From knowing what I know about politics, these are foreign concepts to people in the leadership of this country, or any other, really. Before you slap me for my puerile credulity, I will tell you that no, I don't believe all reporters tell the truth. But I will say that most of them do, for the reasons I briefly shared above, and possibly a lot more. I will also know, deep down in my heart, that politicians will lie to just about anyone, about just about anything to save their rung on their ladder.

Surviving for the journalist equates with the truth. For the politician, survival is keeping in power, however you can hold on to it. This is why you see politicians not conceding races right away: because they think there is always a way they could have won that power.
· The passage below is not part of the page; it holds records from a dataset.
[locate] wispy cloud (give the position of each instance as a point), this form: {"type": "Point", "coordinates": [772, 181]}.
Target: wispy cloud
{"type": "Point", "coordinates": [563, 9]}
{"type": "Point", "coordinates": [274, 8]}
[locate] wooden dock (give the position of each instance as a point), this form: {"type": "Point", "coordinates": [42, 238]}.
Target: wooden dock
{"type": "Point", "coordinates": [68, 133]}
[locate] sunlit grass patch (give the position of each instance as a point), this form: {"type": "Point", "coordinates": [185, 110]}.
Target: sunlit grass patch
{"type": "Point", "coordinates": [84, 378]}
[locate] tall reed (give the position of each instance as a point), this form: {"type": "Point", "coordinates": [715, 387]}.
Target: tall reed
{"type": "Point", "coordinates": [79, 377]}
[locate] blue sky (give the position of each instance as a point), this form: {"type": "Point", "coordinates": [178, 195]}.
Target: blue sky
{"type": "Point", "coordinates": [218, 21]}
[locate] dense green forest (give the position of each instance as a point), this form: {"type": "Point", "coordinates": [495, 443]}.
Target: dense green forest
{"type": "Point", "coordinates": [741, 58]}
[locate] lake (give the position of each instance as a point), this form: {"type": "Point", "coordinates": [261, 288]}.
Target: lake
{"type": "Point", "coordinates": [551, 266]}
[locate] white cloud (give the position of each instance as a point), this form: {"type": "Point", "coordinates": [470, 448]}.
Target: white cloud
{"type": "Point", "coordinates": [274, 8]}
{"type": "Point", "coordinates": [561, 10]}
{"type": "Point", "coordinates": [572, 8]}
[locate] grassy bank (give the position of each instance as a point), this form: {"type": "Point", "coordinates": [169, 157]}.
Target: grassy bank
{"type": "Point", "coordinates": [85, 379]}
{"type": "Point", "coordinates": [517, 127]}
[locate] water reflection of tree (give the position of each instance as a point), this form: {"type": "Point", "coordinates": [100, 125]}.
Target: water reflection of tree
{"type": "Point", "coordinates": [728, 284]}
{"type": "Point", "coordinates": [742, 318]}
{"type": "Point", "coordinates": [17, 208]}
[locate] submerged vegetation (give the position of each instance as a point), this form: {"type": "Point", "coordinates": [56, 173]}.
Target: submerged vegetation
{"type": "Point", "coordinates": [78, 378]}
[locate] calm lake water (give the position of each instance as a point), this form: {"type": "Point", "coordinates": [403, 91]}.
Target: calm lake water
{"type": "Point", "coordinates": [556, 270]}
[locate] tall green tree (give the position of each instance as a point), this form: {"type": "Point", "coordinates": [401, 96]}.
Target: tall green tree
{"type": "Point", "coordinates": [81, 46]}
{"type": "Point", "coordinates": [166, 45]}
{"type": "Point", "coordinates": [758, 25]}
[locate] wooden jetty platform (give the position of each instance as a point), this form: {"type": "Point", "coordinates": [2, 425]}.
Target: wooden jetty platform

After our elections, I have thought we could not lower ourselves in a deeper darkness and mire. But I was wrong, for the true walk through the darkness can only now begin: us turning a blind eye, not staying vigilant, not demanding our press to stay free and open and yes, controversial and competitive, is what is going to slip us surely into the deep and muddy and empire of darkness which will ultimately threaten our very being.

The last thing we need is one person to tell us how it is, and us not to interpret and weigh in on our decisions and options. One person to offer us one pill of knowledge and us run with it, without questions and doubts. Sure, thinking is hard. But trust me: falling asleep and waking up with someone else's brain in your head is much, much harder to stomach!

I do think that one line from The Post summarizes the whole movie, the events that it depicts quite beautifully and the lesson those events drive home. I also think that this one line carries a much heavier message about why it is still important to trust the written word, and to value the right to public opinion, and why it is still and will always be important in a true democracy to do everything we can to preserve the right to free speech. That line is, in paraphrase: “Journalism is the first rough draft of history.” If we don't know our history, we're doomed to repeat it. The good but especially the bad of it. We owe it to our children to help that, if we can. And we can. We may not want to (it's tough work, I get it), but we certainly can.